What Kind of Message Is This?
The CaseChannelProvider SPI had a blind spot. Every call to postToChannel sent a message — but said nothing about what kind of message it was. When WorkerScheduleEventHandler dispatched a directive to a worker’s channel, it serialised the intent into a JSON payload field: "type": "COMMAND". The intent existed in the body, invisible to the protocol boundary.
Adding a MessageType parameter should have been straightforward. But the type had to come from somewhere.
The Vocabulary Question
Qhorus already defines a speech-act vocabulary — QUERY, COMMAND, RESPONSE, STATUS, DONE, FAILURE, EVENT — mapping to deontic obligations between agents. I wanted to use it rather than invent a parallel one. The question was where the dependency should live.

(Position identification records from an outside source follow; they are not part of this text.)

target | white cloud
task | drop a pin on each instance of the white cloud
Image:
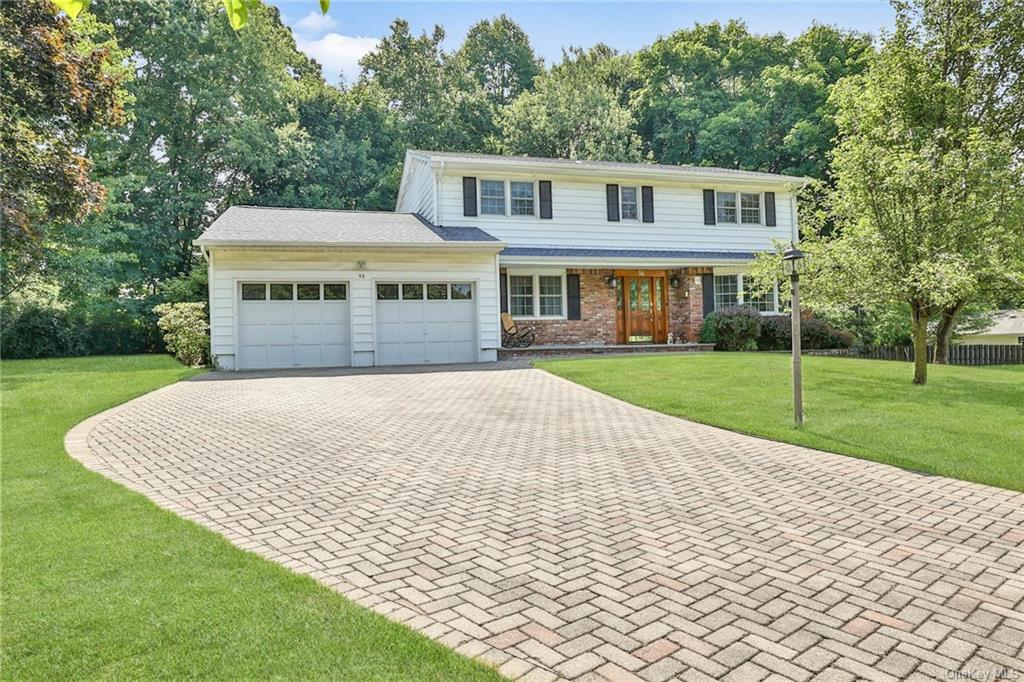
(338, 54)
(314, 24)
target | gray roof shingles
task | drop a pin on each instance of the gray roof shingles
(559, 252)
(255, 224)
(569, 163)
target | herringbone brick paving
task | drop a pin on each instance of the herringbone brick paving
(557, 533)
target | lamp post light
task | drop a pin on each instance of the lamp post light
(795, 265)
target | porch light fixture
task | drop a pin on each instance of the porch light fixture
(795, 264)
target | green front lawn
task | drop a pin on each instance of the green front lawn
(966, 423)
(99, 583)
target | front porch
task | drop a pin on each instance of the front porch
(609, 309)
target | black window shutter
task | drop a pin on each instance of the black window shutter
(503, 290)
(708, 284)
(545, 188)
(572, 292)
(709, 207)
(469, 196)
(611, 192)
(647, 202)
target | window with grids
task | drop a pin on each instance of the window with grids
(726, 205)
(493, 197)
(628, 203)
(550, 291)
(762, 301)
(521, 195)
(726, 291)
(750, 208)
(521, 295)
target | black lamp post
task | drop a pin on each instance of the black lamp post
(795, 265)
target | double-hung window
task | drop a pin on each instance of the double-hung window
(725, 203)
(628, 203)
(522, 198)
(738, 290)
(750, 208)
(493, 197)
(537, 295)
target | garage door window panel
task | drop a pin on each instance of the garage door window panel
(335, 292)
(308, 292)
(282, 292)
(254, 292)
(412, 292)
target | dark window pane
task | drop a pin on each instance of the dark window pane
(412, 292)
(334, 292)
(253, 292)
(308, 292)
(281, 292)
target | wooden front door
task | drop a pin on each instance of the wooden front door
(644, 307)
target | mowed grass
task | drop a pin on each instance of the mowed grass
(99, 583)
(966, 423)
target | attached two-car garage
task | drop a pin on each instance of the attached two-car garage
(308, 325)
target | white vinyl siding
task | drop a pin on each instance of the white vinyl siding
(581, 219)
(229, 267)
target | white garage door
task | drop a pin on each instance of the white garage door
(296, 324)
(422, 323)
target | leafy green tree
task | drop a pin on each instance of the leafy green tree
(499, 56)
(572, 113)
(929, 186)
(59, 82)
(438, 104)
(719, 95)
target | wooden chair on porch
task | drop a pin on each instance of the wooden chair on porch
(512, 336)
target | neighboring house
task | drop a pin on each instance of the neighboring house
(1008, 327)
(583, 252)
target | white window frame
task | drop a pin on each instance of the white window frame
(508, 190)
(636, 189)
(740, 276)
(761, 208)
(479, 196)
(537, 274)
(718, 218)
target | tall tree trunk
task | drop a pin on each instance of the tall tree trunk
(944, 332)
(919, 315)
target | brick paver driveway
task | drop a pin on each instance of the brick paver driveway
(556, 531)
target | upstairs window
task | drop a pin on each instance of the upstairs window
(492, 197)
(750, 208)
(725, 203)
(628, 203)
(522, 198)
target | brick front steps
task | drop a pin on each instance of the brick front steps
(594, 349)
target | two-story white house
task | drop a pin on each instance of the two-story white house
(582, 252)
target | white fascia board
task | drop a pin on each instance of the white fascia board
(625, 263)
(666, 174)
(486, 247)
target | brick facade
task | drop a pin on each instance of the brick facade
(597, 308)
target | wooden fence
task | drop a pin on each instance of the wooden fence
(973, 354)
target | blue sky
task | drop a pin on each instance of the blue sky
(351, 29)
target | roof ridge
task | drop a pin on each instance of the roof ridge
(323, 210)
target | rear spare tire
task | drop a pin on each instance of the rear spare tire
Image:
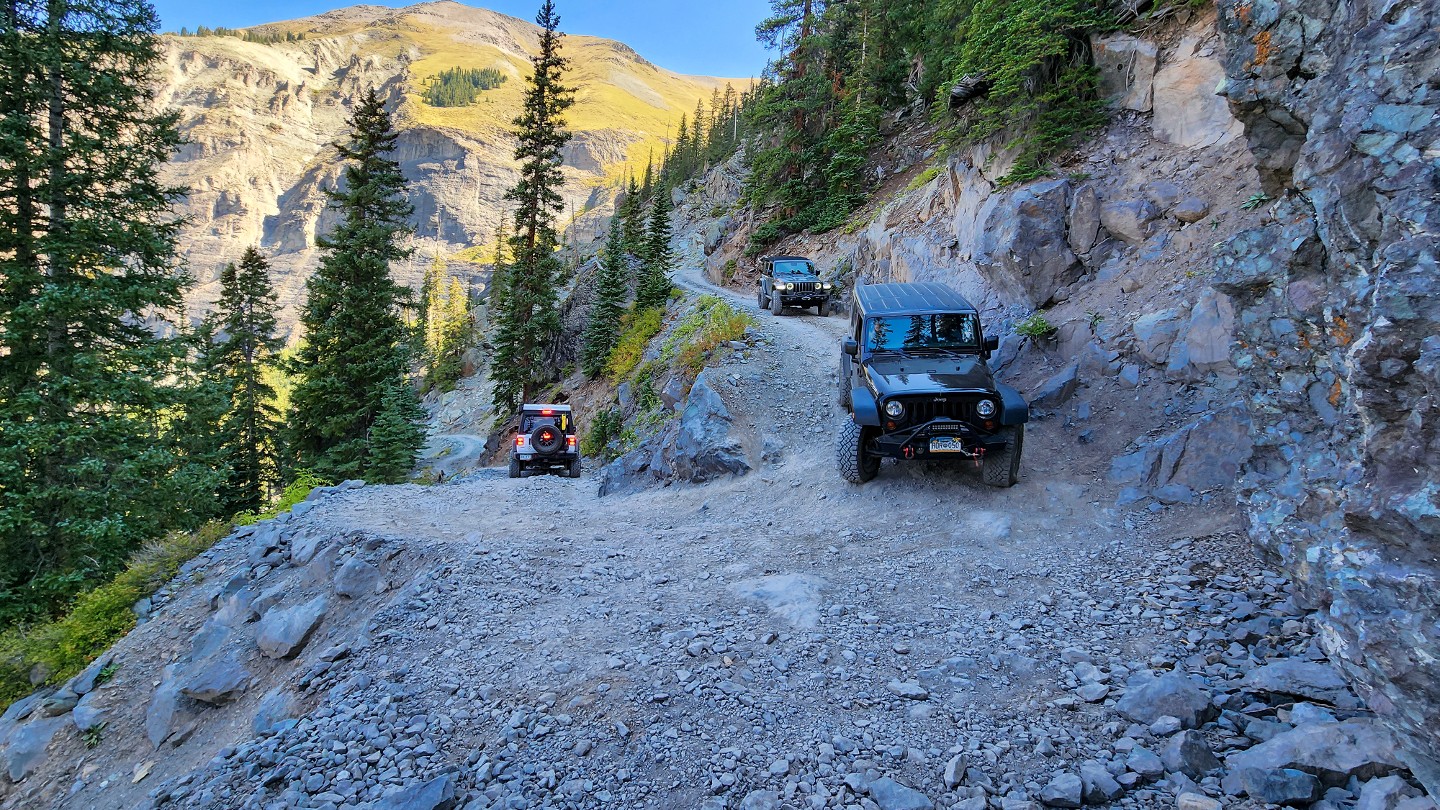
(1001, 469)
(547, 440)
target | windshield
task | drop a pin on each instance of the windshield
(794, 268)
(905, 333)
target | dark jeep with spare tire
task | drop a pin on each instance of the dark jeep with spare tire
(791, 281)
(546, 441)
(915, 384)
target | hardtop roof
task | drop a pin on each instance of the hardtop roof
(910, 299)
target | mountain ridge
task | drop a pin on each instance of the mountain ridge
(261, 120)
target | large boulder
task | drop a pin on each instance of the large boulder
(1334, 753)
(1188, 113)
(1201, 456)
(1149, 698)
(1129, 219)
(703, 444)
(1302, 679)
(1338, 314)
(216, 682)
(284, 632)
(1126, 65)
(1026, 242)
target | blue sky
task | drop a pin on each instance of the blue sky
(707, 38)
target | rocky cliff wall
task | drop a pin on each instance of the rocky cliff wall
(1250, 250)
(1338, 310)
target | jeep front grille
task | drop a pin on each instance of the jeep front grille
(923, 410)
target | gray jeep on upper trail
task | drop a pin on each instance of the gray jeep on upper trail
(791, 281)
(915, 382)
(546, 441)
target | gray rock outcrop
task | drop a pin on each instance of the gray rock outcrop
(703, 444)
(1337, 316)
(284, 632)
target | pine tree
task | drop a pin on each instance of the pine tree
(653, 288)
(611, 288)
(88, 362)
(529, 320)
(246, 350)
(632, 221)
(396, 435)
(356, 343)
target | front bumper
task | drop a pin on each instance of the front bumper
(956, 440)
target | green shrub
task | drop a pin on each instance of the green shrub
(637, 329)
(604, 427)
(1036, 326)
(295, 492)
(100, 617)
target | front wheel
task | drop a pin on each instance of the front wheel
(856, 466)
(1001, 469)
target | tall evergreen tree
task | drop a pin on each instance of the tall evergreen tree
(611, 290)
(88, 366)
(632, 219)
(246, 348)
(653, 287)
(530, 319)
(396, 435)
(356, 342)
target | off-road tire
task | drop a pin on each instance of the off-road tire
(856, 466)
(543, 447)
(1001, 469)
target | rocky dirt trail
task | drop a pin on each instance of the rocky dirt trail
(774, 640)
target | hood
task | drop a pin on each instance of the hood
(900, 376)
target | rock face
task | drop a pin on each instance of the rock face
(702, 444)
(1338, 309)
(261, 121)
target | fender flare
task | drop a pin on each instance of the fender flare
(1013, 410)
(863, 407)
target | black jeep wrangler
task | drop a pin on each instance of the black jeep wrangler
(546, 441)
(915, 384)
(791, 281)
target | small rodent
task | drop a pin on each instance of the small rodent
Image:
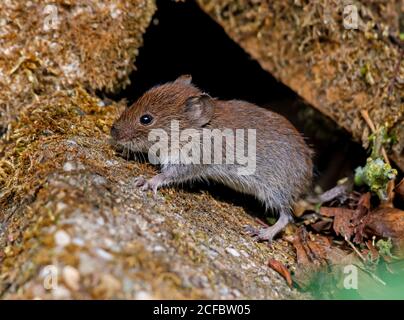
(283, 160)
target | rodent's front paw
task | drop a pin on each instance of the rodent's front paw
(261, 234)
(146, 184)
(140, 182)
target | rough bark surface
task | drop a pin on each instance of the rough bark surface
(46, 46)
(70, 209)
(339, 71)
(72, 222)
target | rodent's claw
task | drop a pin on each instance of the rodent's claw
(262, 234)
(147, 184)
(140, 182)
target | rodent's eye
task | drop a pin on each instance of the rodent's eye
(146, 119)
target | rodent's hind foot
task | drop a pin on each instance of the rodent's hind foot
(146, 184)
(261, 234)
(269, 233)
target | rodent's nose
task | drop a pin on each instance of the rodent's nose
(114, 132)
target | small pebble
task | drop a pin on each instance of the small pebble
(103, 254)
(61, 292)
(62, 238)
(71, 277)
(143, 295)
(69, 166)
(233, 252)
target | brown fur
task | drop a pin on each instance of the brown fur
(283, 160)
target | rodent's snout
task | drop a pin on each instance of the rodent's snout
(114, 132)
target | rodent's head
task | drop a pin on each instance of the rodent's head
(178, 100)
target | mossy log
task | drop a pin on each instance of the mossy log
(74, 225)
(48, 46)
(339, 67)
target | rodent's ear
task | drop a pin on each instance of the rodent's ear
(199, 109)
(184, 79)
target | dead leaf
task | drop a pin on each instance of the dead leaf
(400, 189)
(342, 220)
(387, 223)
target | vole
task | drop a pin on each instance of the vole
(283, 169)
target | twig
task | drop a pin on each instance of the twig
(369, 122)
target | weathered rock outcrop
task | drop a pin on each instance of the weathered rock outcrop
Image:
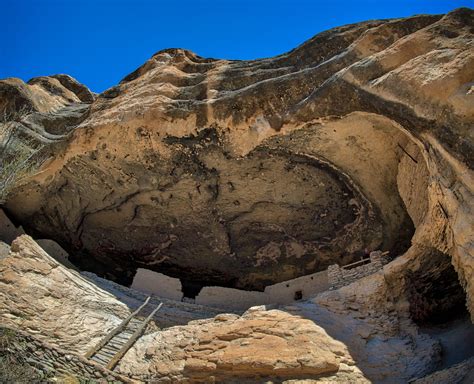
(53, 303)
(359, 334)
(246, 173)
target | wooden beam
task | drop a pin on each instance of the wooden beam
(115, 331)
(132, 340)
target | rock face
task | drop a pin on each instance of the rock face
(51, 302)
(259, 346)
(248, 173)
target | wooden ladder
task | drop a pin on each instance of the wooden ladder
(113, 347)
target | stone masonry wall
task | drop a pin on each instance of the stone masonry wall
(51, 360)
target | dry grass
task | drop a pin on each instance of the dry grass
(19, 154)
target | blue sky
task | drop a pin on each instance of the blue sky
(100, 41)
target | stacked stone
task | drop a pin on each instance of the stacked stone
(338, 277)
(335, 277)
(53, 361)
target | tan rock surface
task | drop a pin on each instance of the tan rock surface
(261, 345)
(55, 304)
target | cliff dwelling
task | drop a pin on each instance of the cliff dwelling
(301, 217)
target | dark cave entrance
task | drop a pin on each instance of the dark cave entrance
(434, 291)
(190, 289)
(438, 306)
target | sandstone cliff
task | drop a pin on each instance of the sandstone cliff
(248, 173)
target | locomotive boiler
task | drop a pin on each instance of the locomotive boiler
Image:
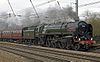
(67, 35)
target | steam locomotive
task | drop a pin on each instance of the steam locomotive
(67, 35)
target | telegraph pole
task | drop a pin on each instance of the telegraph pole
(77, 19)
(11, 8)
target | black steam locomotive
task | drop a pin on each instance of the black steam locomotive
(67, 35)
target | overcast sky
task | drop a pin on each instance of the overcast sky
(18, 5)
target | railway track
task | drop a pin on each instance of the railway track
(44, 54)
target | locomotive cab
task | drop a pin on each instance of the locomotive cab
(84, 35)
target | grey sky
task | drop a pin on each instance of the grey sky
(22, 4)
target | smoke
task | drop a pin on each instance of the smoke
(29, 17)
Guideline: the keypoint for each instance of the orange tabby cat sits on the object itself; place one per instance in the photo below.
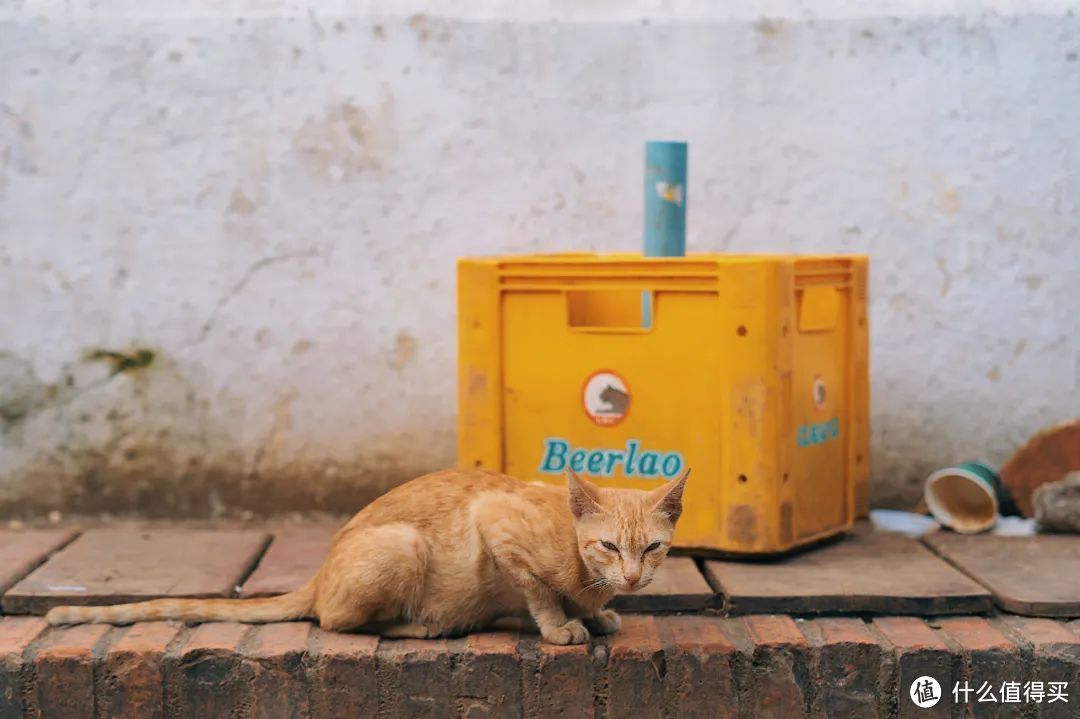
(455, 551)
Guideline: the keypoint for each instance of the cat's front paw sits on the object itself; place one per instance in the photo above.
(604, 622)
(571, 633)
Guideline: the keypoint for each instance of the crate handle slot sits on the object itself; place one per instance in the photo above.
(607, 310)
(819, 308)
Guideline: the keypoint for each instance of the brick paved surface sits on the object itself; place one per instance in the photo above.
(757, 666)
(665, 665)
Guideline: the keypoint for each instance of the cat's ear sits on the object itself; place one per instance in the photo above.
(667, 499)
(584, 496)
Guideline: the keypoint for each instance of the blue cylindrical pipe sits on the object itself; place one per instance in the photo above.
(664, 206)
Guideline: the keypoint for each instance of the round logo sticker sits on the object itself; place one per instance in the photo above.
(606, 397)
(819, 392)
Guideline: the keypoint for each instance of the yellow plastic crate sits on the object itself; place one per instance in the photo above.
(753, 371)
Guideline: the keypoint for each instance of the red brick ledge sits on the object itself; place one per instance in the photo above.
(662, 666)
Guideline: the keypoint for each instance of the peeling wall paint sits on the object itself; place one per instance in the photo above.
(270, 199)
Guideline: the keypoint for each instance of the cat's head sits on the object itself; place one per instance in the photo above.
(623, 534)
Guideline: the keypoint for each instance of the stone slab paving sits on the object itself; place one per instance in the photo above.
(23, 551)
(112, 566)
(1036, 575)
(866, 572)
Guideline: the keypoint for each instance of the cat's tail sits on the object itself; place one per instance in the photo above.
(285, 607)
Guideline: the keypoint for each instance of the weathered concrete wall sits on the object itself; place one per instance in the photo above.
(270, 199)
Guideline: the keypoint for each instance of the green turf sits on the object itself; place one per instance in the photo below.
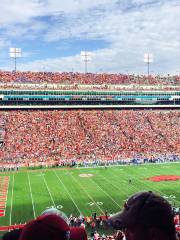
(32, 192)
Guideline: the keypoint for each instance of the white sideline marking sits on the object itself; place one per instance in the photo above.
(88, 194)
(105, 192)
(68, 193)
(10, 216)
(48, 190)
(31, 195)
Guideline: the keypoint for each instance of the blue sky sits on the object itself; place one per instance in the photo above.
(52, 33)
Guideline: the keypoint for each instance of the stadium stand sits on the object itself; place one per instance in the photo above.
(88, 78)
(58, 136)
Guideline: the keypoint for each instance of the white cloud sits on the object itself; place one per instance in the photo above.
(130, 28)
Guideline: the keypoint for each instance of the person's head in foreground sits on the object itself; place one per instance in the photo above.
(51, 227)
(146, 216)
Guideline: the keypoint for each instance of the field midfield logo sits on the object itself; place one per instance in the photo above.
(57, 207)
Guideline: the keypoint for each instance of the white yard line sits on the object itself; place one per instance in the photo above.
(81, 186)
(12, 192)
(54, 205)
(105, 192)
(31, 195)
(6, 196)
(65, 188)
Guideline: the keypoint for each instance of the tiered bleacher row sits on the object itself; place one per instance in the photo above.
(57, 136)
(87, 81)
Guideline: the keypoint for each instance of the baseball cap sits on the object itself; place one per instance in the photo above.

I drew out the dependency graph before writing anything. Qhorus doesn’t depend on the engine. The engine doesn’t depend on Qhorus. Claudony bridges both. Adding engine → Qhorus for one enum couples two peer systems that are deliberately independent. The right long-term home is a casehubio/protocol repo that neither system owns — but that’s real work: new CI, new release cycle, BOM updates. For now, the engine takes a narrow dependency on casehub-qhorus-api and uses MessageType directly. The extraction is filed for when a third consumer makes the work worthwhile.
The SPI change is a two-method design. The 4-arg signature becomes abstract:
void postToChannel(CaseChannel channel, String from, String content, MessageType type);
The 3-arg becomes a default, delegating with null:
default void postToChannel(CaseChannel channel, String from, String content) {
postToChannel(channel, from, content, null);
}
Existing callers don’t break. WorkerScheduleEventHandler.dispatchCommand() now passes MessageType.COMMAND explicitly. Intent that was buried in a JSON body is expressed at the protocol boundary.
The Causal Chain, Almost
The second change is about lineage across repo boundaries. When Claudony provisions a worker, it writes a ledger entry. To link that entry back to the Qhorus COMMAND that triggered provisioning, it needs the channel ID and correlation ID. ProvisionContext now carries triggerChannelId and triggerCorrelationId — both nullable strings.
The engine’s call site passes null, correctly. The engine doesn’t receive Qhorus COMMANDs — Claudony does. For the values to reach ProvisionContext, the engine’s CaseFile-update API needs to accept trigger context and thread it through the context-changed event. That threading is filed separately. The fields establish the contract; the plumbing follows.